Distributing data over multiple nodes.

Partitioning / Sharding

Splitting database or service across multiple nodes for scalability, such that each one has a subset of the whole data. To handle increased query rates and data amounts, we strive for balanced partitions and blaanced read/write load.

Partitioning must be balanced so that each partition recieves about the same amount of data - if it is unbalanced a majority of the queries will fall into a few partitions and become heavily loaded system bottlenecks.

Vertical Sharding

Distributing tables across multiple nodes, where separate databases are used for sets of tables (e.g. payments related tables in one database server, and user related tables in another database server).

We need to be careful if there are joins between multiple tables, and keep them together on one shard.

Often used to increase the speed of data retrieval from a table consisting of columns with very wide text or binary object data. In this case the column with the large text or blob is split into another table.

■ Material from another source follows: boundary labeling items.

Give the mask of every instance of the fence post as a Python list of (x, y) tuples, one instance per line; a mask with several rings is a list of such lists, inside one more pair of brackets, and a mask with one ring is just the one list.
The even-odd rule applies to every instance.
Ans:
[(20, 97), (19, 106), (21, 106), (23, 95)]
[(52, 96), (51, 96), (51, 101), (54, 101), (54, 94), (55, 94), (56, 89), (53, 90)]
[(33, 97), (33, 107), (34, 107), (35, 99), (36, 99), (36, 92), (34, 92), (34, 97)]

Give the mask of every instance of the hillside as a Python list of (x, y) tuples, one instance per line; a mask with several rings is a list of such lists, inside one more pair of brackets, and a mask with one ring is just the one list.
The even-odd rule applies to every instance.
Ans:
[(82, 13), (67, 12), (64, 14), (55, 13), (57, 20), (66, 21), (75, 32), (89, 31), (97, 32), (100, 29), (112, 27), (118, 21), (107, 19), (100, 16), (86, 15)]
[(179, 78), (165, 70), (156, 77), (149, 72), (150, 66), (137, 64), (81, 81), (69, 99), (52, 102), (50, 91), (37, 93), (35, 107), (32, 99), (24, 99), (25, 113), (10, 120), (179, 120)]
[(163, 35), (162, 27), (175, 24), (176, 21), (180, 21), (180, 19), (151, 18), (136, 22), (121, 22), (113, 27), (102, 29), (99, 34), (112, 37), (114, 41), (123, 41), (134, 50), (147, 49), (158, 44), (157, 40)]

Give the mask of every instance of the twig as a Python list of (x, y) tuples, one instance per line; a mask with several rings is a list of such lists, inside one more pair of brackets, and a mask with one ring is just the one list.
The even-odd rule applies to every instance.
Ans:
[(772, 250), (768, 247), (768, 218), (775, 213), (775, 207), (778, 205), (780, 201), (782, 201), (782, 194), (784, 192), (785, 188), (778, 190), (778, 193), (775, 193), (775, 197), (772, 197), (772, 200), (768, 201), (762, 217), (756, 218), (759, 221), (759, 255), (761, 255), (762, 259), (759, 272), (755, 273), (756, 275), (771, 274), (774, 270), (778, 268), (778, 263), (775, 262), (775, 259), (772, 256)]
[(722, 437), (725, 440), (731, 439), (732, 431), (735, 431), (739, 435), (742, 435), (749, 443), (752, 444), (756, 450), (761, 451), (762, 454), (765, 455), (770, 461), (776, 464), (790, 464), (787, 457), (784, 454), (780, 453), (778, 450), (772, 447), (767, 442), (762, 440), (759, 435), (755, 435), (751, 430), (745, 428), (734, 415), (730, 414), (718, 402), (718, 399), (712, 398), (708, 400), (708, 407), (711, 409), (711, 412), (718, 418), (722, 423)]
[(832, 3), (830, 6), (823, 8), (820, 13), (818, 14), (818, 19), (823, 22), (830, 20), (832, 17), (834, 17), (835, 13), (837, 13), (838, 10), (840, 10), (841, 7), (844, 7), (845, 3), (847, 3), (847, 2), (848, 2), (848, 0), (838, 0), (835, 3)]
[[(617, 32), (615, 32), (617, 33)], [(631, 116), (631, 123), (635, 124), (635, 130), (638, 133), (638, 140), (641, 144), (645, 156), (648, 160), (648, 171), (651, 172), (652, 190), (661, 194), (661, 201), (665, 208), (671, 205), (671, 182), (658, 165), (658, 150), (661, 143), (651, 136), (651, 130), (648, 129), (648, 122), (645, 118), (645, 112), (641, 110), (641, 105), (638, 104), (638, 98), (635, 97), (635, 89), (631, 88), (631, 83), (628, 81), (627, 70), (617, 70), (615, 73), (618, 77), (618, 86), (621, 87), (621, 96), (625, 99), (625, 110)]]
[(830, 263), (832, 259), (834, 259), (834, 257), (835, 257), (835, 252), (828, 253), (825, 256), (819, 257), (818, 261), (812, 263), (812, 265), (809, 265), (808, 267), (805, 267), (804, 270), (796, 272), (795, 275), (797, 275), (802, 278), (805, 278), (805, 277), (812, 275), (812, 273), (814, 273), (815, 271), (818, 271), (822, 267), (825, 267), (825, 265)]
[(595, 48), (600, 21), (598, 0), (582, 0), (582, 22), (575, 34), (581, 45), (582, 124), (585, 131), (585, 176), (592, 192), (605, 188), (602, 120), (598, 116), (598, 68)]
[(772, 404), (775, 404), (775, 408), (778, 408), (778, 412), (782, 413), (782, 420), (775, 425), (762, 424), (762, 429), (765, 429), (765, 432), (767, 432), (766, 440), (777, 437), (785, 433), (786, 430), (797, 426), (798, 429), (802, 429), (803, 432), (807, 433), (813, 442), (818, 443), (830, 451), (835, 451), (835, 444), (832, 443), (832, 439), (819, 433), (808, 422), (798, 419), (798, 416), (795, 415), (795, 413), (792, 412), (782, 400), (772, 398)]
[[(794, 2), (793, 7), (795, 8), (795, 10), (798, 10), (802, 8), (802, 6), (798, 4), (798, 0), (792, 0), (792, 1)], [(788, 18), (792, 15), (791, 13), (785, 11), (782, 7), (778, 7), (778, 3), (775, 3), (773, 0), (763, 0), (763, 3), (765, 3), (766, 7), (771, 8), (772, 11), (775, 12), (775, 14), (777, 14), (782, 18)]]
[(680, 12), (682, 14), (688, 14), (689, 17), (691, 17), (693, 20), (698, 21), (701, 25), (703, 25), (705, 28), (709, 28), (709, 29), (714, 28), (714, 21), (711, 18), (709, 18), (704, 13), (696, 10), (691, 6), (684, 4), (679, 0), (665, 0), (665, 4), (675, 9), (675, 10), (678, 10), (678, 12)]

This is usually more ameanable to manual sharding.

Horizontal Sharding

When tables in the database become too big they also affect read/write latency - and horizontal sharding helps splitting the data row-wise and distributing each partition over database servers.

Strategies
  1. Key-range based sharding

    • Details:
      • each partition is assigned a continuous range of keys
      • for tables in a relation (bound by foreign key) use the same partition, and tables that belong to the same partition key are colocated in the same partition
      • a partition key table is used by applications to look for data in a specific shard
      • a created_at column serves as the data consistency point, assuming clocks of nodes are synhronized
    • Pros:
      • easy to implement range queries as we know exactly which node/shard to look for a specific range of keys
    • Cons:
      • range queries on data other than partition key is hard
      • some nodes may store more data due to uneven distribution
  2. Hash-based sharding

    • Details:
      • uses hash function on an attribute
      • gives each partition a range of hashes
    • Pros:
      • uniform distribution of keys
    • Cons:
      • can't use to perform range queries
Some Key Concepts
  1. Consistent Hashing

    • Details:
      • assigns each server or item in a distributed has table a place on an abstract circle (hash ring) irrespective of the number of servers/shard on the table.
      • this permits servers/shard to scale without compromising the system's overall performance i.e. minimal reshuffle due to adding or removing shards when using hash based sharding
    • Pros:
      • easy to scale horizontally
      • increases throughput and improves latency
    • Cons:
      • randomly assigning nodes on the ring may cause non-uniformity
  2. Rebalancing

    • Details:
      • query load can get imbalanced across nodes due to:
        • distributionof data not being equal
        • too much load on a single partition
        • increase in query traffic
      • key strategies:
      • avoid hash mod n (as changing number of shards will re-shuffle all data)
      • fixed number of partitions
      • dynamic partitioning
      • partition proportionally to nodes
  3. Partioning and Secondary Indexes

    • strategies for managing secondary indexes in a partitioned database:
      • Partition by Document: Local indexes that are independent per partition.
      • Partition by Term: Global indexes that span all partitions, suitable for read-heavy workloads but complicating writes.
  4. Request Routing

    • Ensuring clients connect to the correct data node:
      • Direct Routing: Clients have knowledge of the partitioning scheme.
      • Routing Tier: A middleware layer that directs client requests based on partition information.
      • ZooKeeper: Manages cluster state and routing information, notifying clients or routing layers of changes.
Key Issues to Look Out For
  • Hot spots / Skews
  • Key Hash Based Partition
  • Rebalancing strategies
  • Routing Logic Placement

Replication

The process of keeping multiple copies of data and syncing data between databases nodes in a consistent way to achieve availability, scalability and performance.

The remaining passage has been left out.